Look! The sunny, white-sand beaches of Puerto Rico! AGAIN! Today, we learn, we're meeting Matthew. On a white, sandy beach. And there he is. He runs right up to Meredith and hugs her big. He puts a flower in her hair. He bemoans the fact that it's been "a long time." Real couples are separated for business trips longer than the two of these people have known each other. We find them on lawn chairs sipping tropical beverages out of coconuts, because Meredith has been marooned for so longer on this island that she's gone a little mad and has fashioned drinkware out of island fruits and smelted some silverware and named a volleyball and grown a beard and read Life of Pi, the worst book ever. Matthew asks her what's on her mind, and she just tosses back, "You." Matthew gives her a raucous high-five and shouts "Good answer!" with the same exact inflection The Geek used to bellow, "Nice manners!" Oooh, that reminds me of yet another thing I wish I were doing with my time right now.

"I've never seen eyes like yours," Matthew croons, a clear indicator he's spent his alone time leading up to Meredith's arrival canvassing bars and other singles locations and asking the local color, "Speak to me the most cheesy line of your most Latin lover." Meredith, not convinced, shoots back the intellectual "Are you joking me?" That's not an expression. She goes further: "In what way?" This corners Matthew into having to back up that claim, and all the background generic guitar scoring doesn't distract from the reality that he's not really telling her anything new about her eyes besides their color. He's all, "Um, well, they're green. And then hazel. And oooh, is that some umber I see? And, there, right on the edge, is a color called Fuzzy Wuzzy Brown, a color that is the result of Crayola's 'Name the New Color Contest' to celebrate the company's ninetieth anniversary in 1998." Wow. When did the dude learn so much about crayons?

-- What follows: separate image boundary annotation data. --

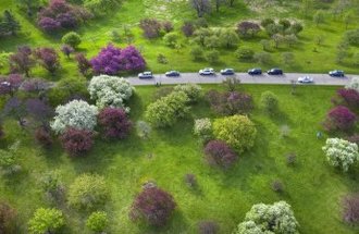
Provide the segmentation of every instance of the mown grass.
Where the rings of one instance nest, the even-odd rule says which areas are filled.
[[[138,27],[139,20],[143,17],[157,17],[160,20],[170,20],[175,25],[175,30],[181,33],[181,25],[184,21],[194,21],[197,19],[195,11],[193,11],[186,1],[159,1],[159,0],[132,0],[124,1],[121,7],[114,9],[106,17],[95,19],[81,26],[77,32],[83,37],[83,44],[79,51],[86,52],[89,58],[98,53],[100,48],[108,45],[111,40],[113,30],[123,36],[124,26],[128,26],[134,34],[133,44],[139,48],[145,56],[148,69],[153,72],[160,73],[174,69],[182,72],[196,72],[203,66],[211,65],[215,69],[223,66],[232,66],[237,71],[246,71],[253,66],[262,66],[268,69],[271,66],[281,66],[287,72],[315,72],[326,73],[329,70],[343,69],[347,73],[358,73],[358,67],[355,65],[351,56],[357,47],[350,47],[349,56],[344,59],[341,64],[335,61],[337,45],[343,39],[344,33],[347,29],[354,29],[358,25],[358,19],[354,19],[348,28],[345,27],[341,16],[335,16],[327,11],[325,23],[315,26],[312,22],[311,15],[314,10],[309,12],[309,16],[305,17],[298,10],[298,2],[283,1],[283,5],[274,5],[265,9],[265,11],[256,12],[248,8],[243,1],[238,1],[234,8],[223,5],[220,12],[212,12],[206,19],[211,27],[234,27],[240,20],[255,20],[259,21],[263,17],[282,19],[287,17],[290,20],[299,21],[304,24],[305,29],[299,35],[299,44],[289,48],[282,45],[278,49],[271,49],[273,61],[270,64],[260,65],[253,61],[238,61],[235,58],[233,49],[221,49],[220,62],[216,64],[208,64],[206,61],[193,61],[190,58],[190,39],[182,36],[181,42],[183,48],[180,51],[171,49],[164,45],[162,39],[148,40],[143,37],[143,33]],[[329,7],[332,4],[327,4]],[[323,5],[321,5],[323,7]],[[319,8],[319,7],[318,7]],[[51,46],[60,48],[61,36],[64,32],[49,36],[39,30],[36,26],[36,21],[27,19],[21,12],[13,1],[3,0],[0,2],[0,11],[4,9],[12,9],[20,19],[23,25],[23,32],[15,38],[1,38],[0,51],[14,51],[18,45],[30,45],[33,47]],[[352,9],[355,15],[355,9]],[[324,42],[321,46],[315,44],[318,36],[323,36]],[[259,44],[261,39],[268,39],[268,35],[262,32],[253,39],[242,39],[238,47],[250,47],[255,51],[262,51]],[[113,41],[120,47],[126,46],[124,38],[122,41]],[[282,52],[290,51],[295,56],[295,62],[290,65],[285,65],[282,61]],[[160,64],[157,61],[159,53],[164,54],[169,63]],[[323,62],[325,61],[325,62]],[[59,71],[58,78],[66,76],[78,76],[76,71],[75,61],[73,59],[62,59],[62,71]],[[8,70],[0,71],[7,73]],[[37,67],[33,72],[34,76],[45,76],[51,78],[50,75],[42,69]]]
[[[219,86],[203,86],[221,88]],[[259,108],[260,94],[272,90],[280,97],[281,114],[270,118]],[[110,233],[196,233],[197,222],[214,220],[221,233],[231,233],[257,202],[286,200],[293,206],[300,223],[300,233],[357,233],[359,230],[342,221],[341,199],[358,188],[358,170],[345,174],[330,167],[321,147],[325,138],[317,139],[321,122],[331,108],[330,98],[336,87],[300,86],[296,96],[289,86],[243,85],[242,90],[253,96],[256,108],[250,114],[258,127],[255,147],[240,155],[238,162],[222,171],[211,168],[203,160],[202,146],[193,135],[194,119],[216,118],[209,104],[201,100],[193,106],[190,115],[166,130],[153,130],[149,140],[138,138],[133,132],[122,141],[96,140],[94,149],[84,158],[69,158],[59,145],[50,150],[41,149],[30,131],[7,120],[3,124],[4,148],[21,140],[18,160],[23,172],[0,180],[1,199],[9,200],[16,209],[22,223],[38,207],[51,207],[42,196],[38,178],[41,173],[59,171],[69,186],[82,173],[98,173],[106,177],[111,198],[104,208],[111,218]],[[131,100],[131,119],[143,120],[144,111],[152,101],[156,87],[137,87]],[[288,137],[280,136],[280,127],[290,127]],[[286,164],[286,155],[295,152],[297,162]],[[153,156],[148,157],[149,153]],[[184,175],[193,173],[197,188],[188,188]],[[134,196],[147,181],[169,190],[177,202],[177,209],[163,229],[151,229],[128,219]],[[284,184],[284,192],[272,190],[273,181]],[[87,213],[59,206],[66,215],[64,233],[89,233],[84,229]]]

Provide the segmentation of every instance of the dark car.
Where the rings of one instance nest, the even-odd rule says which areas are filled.
[[[224,69],[221,70],[222,75],[234,75],[234,69]]]
[[[180,72],[177,71],[170,71],[164,73],[165,76],[180,76]]]
[[[248,70],[248,74],[249,75],[261,75],[262,70],[261,69],[251,69],[251,70]]]
[[[271,69],[267,73],[269,75],[283,75],[283,71],[281,69]]]
[[[143,72],[138,74],[138,78],[153,78],[152,72]]]
[[[342,70],[334,70],[329,72],[330,76],[344,77],[344,72]]]

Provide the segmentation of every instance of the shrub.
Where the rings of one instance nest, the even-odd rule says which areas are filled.
[[[132,123],[123,109],[104,108],[98,118],[104,137],[123,139],[128,135]]]
[[[190,56],[195,61],[203,59],[203,51],[199,46],[195,46],[190,49]]]
[[[199,234],[216,234],[219,225],[213,221],[200,221],[198,223]]]
[[[39,127],[35,131],[35,138],[41,146],[46,148],[51,147],[53,144],[51,134],[45,127]]]
[[[260,103],[263,110],[270,114],[274,114],[278,111],[278,98],[272,91],[262,93]]]
[[[60,69],[60,58],[53,48],[38,48],[35,50],[35,54],[41,66],[52,75]]]
[[[94,145],[92,133],[87,130],[67,128],[61,136],[62,147],[71,156],[82,156]]]
[[[327,138],[322,149],[329,163],[345,172],[359,159],[358,145],[345,139]]]
[[[157,127],[172,126],[178,119],[184,118],[189,110],[188,96],[175,91],[150,103],[146,110],[146,119]]]
[[[15,233],[16,211],[7,202],[0,201],[0,233]]]
[[[197,84],[188,83],[185,85],[177,85],[173,90],[185,93],[191,102],[196,102],[200,98],[202,88]]]
[[[141,71],[146,66],[145,59],[133,46],[124,49],[111,44],[102,48],[99,54],[90,61],[96,74],[116,75],[120,72]]]
[[[62,53],[63,53],[65,57],[67,57],[67,59],[69,59],[69,58],[70,58],[70,54],[73,53],[75,50],[74,50],[74,48],[72,48],[72,47],[69,46],[69,45],[63,45],[63,46],[61,47],[61,51],[62,51]]]
[[[70,32],[62,37],[61,41],[63,44],[71,46],[72,48],[77,48],[77,46],[81,44],[82,39],[77,33]]]
[[[211,140],[206,145],[205,155],[212,165],[230,168],[236,160],[236,153],[222,140]]]
[[[210,119],[205,118],[195,120],[194,133],[202,143],[210,140],[213,137],[212,123]]]
[[[86,226],[97,233],[102,233],[108,225],[108,214],[103,211],[92,212],[86,221]]]
[[[341,88],[337,90],[337,95],[343,99],[345,104],[352,110],[359,109],[359,91],[356,89]]]
[[[245,221],[239,223],[235,234],[296,234],[298,225],[287,202],[282,200],[273,205],[257,204],[246,213]]]
[[[195,33],[195,26],[191,22],[183,23],[181,29],[186,37],[190,37]]]
[[[255,56],[255,51],[249,48],[239,48],[236,50],[236,57],[238,60],[252,60]]]
[[[348,108],[337,106],[330,110],[324,122],[327,131],[350,131],[356,122],[356,114]]]
[[[32,234],[54,233],[64,224],[65,220],[60,210],[39,208],[28,221],[28,232]]]
[[[211,64],[218,63],[220,60],[220,52],[218,50],[208,51],[205,54],[205,58],[206,58],[207,62],[209,62]]]
[[[143,19],[139,22],[139,27],[144,30],[144,36],[148,39],[160,36],[161,23],[156,19]]]
[[[129,82],[117,76],[94,76],[88,85],[88,93],[96,100],[97,107],[123,108],[127,112],[129,108],[124,102],[131,98],[133,91],[134,87]]]
[[[347,223],[359,222],[359,196],[346,196],[343,199],[343,219]]]
[[[63,133],[66,127],[92,131],[96,125],[98,109],[83,100],[73,100],[55,109],[51,128],[55,133]]]
[[[162,226],[170,219],[176,204],[171,194],[150,187],[136,196],[129,212],[133,220],[145,220],[148,224]]]
[[[69,205],[76,209],[92,210],[109,199],[109,189],[100,175],[83,174],[69,188]]]
[[[243,152],[255,145],[257,130],[247,116],[233,115],[214,120],[213,135]]]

Meredith drags us screaming into a confessional and tells us that the two of them initially had "a day full of activities" planned, but that she decided to bag them so that they could spend the whole day together, like, just hanging out. That deafening sound you hear is the incredulous groaning of a thousand production assistants angrily muttering, "Fucking cancel the hot-air balloon guy, then, I guess. I got up at 6 this morning for WHAT reason, exactly?" Meredith asks Matthew what he wants out of this experience, and he tells her that he's there to learn if they can spend their lives together. Meredith echoes those words almost verbatim in a confessional, telling us, "That's exactly what I want to hear!" And, according to your crack production staff, that's apparently exactly what we wanted to hear. Twice. Music strum strum strums along strummily while they cuddle in silence, and Meredith whips out (don't get excited...nothing good is about to happen) the faaaaaaaantasy suites card right there in broad daylight. But don't you worry: by the time Matthew finishes sounding out all of the individual syllables making up the card before them, it's night. Six months later. Meredith asks Matthew if they should stay as a couple, and Matthew says he'll leave it up to her. But when she says they should, he hilariously throws out a quick "Okay I agree." Next stop, thuddingly boring make-out talk in the faaaaaaaaaaaaaaaaaaaaaaaaaaaaaaahntasy suite. Matthew tells Meredith, "You got me good, Meredith." In subtitles. She tells him, "I know what you're saying." In subtitles. Could you guys speak up? Or, as my mom would say, quoting her favorite ever line from her favorite ever movie, Whoopi Goldberg's Jumpin' Jack Flash : "Speak English, Mick!" She says it a lot. So don't you be mumbling around my mom.